Tech Stack Research - 52North/ecmwf-dataset-crawl GitHub Wiki

Translation APIs

Azure Text Translator Free Tier
- free up to 2mio characters, should be more than enough
EU eTranslation Service
- accessible for EU administrations + CEF members only
- mostly trained on EU-internal documents, so best suited for policy documents :(
Yandex.Translate
- $15 per 1 mio characters
Google Translation
- $20 per 1 mio characters

Search APIs

This is important to get right, as the initial search defines the result set of the crawl. Search could become costly, expected search volume: 20 queries per crawl request and language

Google Custom Search
- 100 requests / day free, then $5 / 1000 requests
- :+1: allows result localization, emphasis
Azure Bing Search S2 Tier
- €2.53 / 1000 requests
- :+1: allows result localization, emphasis
faroo
- free
- :-1: bad results?
chatnoir
- free? API key on request
- based on CommonCrawl data

Crawling

Apache Nutch
- :+1: featurecomplete webcrawling application
- :-1: operates in batch mode, slow
- :-1: old, community rather inactive
Storm Crawler
- webcrawling SDK based on apache storm
- :+1: stream-based, very efficient, results available as they come in
- :-1: not as feature complete, more work required, but probably friendlier

Indexing

Elasticsearch
Solr

Both work well with both crawlers, we have more know how with Elastic.

Content Analysis

The exact approach - and thus the tooling - is TBD.
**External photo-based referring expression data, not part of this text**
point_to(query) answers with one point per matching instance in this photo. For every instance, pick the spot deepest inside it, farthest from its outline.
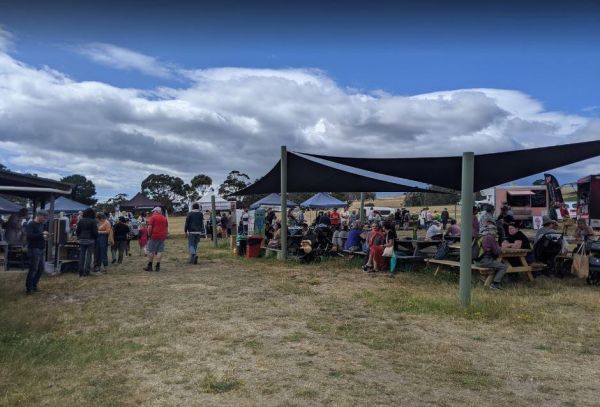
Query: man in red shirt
(158, 229)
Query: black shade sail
(305, 175)
(490, 169)
(139, 201)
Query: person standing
(194, 229)
(444, 218)
(334, 217)
(224, 222)
(121, 231)
(104, 230)
(87, 233)
(36, 242)
(158, 229)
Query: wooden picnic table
(520, 254)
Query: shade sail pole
(213, 219)
(362, 207)
(283, 238)
(466, 229)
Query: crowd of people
(98, 232)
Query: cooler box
(240, 243)
(253, 246)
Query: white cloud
(236, 118)
(123, 58)
(6, 39)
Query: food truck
(588, 200)
(525, 201)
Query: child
(143, 238)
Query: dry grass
(232, 331)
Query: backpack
(443, 251)
(477, 251)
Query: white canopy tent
(221, 204)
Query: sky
(119, 90)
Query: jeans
(193, 240)
(496, 265)
(101, 254)
(86, 249)
(36, 268)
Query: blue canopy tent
(7, 206)
(322, 200)
(67, 205)
(271, 200)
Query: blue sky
(549, 57)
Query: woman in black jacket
(87, 233)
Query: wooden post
(283, 239)
(466, 229)
(213, 219)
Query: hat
(489, 229)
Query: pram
(320, 245)
(593, 248)
(547, 249)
Apache Tika: content identification, extraction tool + SDK
MALLET: java package for statistical NLP, document classification,clustering, topic modeling, information extraction
Apache openNLP: NLP toolkit

UI / Result Presentation

Vue.js 2?
Views:
- "Launch Crawl"
- "View Crawls (completed/in progress)"
- "Search Results"

Deployment

all dockerized
orchestration with compose for now?